Blake Miguez echoed that thought, saying "I was jumping for joy when I shot that standards clean. That weak-hand had all the iron sight guys worried."


 Others saw it differently.


 Michael Voigt (also shooting L-10) pointed out that "those shots really aren't all that hard," then proceeded to win the stage.


 No matter your opinion on the difficulty, everyone was asking "how did you do on Stage 11?"


Smooth Running
 On the ground, the 2010 Nationals were as smooth as could be. There are always little problems that come up, but the amplitude of those problems this year was remarkably small. While there were plenty of near-the-180-line shots, turn-and-draw starts, and a retreat stage or two, the number of disqualifications was quite low, and all the props/stages survived the match more or less intact. The match ran ahead of schedule, the food on the range was good, tents and seating made people comfortable, and the whole show ended at an evening awards/prize presentation ceremony, with more than 400 competitors attending.

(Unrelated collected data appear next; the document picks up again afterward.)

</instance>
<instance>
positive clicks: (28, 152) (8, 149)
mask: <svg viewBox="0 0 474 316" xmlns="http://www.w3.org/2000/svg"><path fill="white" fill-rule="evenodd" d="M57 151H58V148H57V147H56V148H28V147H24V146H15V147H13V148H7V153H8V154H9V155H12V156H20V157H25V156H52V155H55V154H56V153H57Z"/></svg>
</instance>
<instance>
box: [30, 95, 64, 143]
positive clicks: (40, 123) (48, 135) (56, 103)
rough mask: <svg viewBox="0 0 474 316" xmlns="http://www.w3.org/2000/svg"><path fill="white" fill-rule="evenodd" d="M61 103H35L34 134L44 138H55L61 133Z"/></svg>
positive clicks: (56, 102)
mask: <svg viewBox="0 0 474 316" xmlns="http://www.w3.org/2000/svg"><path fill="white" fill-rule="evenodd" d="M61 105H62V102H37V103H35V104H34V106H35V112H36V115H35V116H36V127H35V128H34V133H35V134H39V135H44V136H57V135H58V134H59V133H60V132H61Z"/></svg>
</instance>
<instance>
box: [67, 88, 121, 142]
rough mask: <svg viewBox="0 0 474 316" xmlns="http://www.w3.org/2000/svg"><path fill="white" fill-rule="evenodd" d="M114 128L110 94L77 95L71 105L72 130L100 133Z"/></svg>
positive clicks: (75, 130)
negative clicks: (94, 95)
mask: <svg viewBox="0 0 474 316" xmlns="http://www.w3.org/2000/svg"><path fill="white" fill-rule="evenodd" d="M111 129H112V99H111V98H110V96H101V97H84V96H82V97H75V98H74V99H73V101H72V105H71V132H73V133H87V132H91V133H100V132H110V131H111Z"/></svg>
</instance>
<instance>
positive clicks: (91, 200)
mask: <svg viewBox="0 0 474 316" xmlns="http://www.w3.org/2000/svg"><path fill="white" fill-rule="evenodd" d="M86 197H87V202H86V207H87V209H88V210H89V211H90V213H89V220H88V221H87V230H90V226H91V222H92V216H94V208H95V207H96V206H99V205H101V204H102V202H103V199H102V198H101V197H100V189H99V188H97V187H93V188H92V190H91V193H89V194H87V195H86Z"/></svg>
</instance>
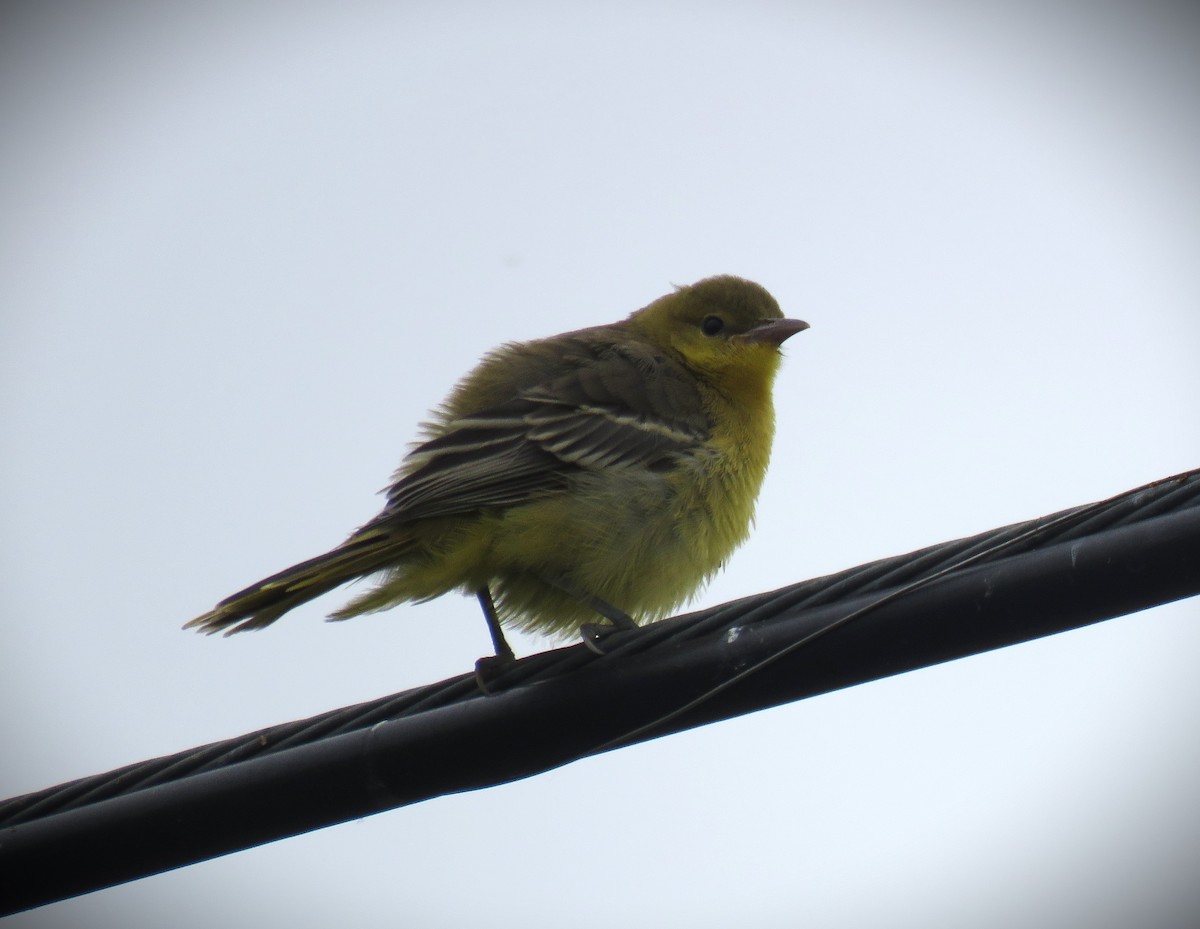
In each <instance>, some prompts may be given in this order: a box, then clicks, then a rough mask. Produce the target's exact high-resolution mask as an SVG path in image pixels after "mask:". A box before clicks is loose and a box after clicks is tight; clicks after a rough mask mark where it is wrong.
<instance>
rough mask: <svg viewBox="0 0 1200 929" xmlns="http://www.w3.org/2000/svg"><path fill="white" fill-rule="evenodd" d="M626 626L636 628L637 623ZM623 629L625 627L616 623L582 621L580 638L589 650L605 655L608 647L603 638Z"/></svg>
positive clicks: (604, 640)
mask: <svg viewBox="0 0 1200 929" xmlns="http://www.w3.org/2000/svg"><path fill="white" fill-rule="evenodd" d="M628 628H632V629H636V628H637V625H636V624H635V625H632V627H628ZM623 631H626V627H625V625H618V624H617V623H584V624H583V625H581V627H580V639H582V640H583V645H586V646H587V647H588V651H589V652H593V653H595V654H598V655H606V654H608V649H607V647H606V645H605V640H607V639H611V637H612V636H613V635H616V634H617V633H623Z"/></svg>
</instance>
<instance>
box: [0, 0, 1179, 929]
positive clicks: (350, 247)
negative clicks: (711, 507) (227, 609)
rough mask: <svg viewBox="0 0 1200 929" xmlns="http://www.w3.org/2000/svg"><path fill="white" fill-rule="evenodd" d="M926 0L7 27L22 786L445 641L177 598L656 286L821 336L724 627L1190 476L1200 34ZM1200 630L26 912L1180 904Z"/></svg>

 Given a few hours to clean up after the last shot on Tuesday, competitors along with their spouses and friends arrived at the match hotel dressed up in evening gowns, team uniforms, button-down shirts and slacks, we even saw a tie or two. They took advantage of a buffet table and cash bar, giving everyone opportunity to socialize and look at posted scores before the awards presentations began. Following the awards, you could see folks laughing and joking, or having their picture taken with their sports heroes in front of the "interview wall."
  Plans are in the making to bring the handgun nationals back to the Desert Sportsman's club Sept. 16-24, 2011, leaving about two weeks for travel to the World Shoot (Island of Rhodes, Greece, Oct. 2-10). Given the obvious successes of this sold-out contest, invitations (a.k.a. "slots") to the nationals will be hard to come by, so start making plans to get one now.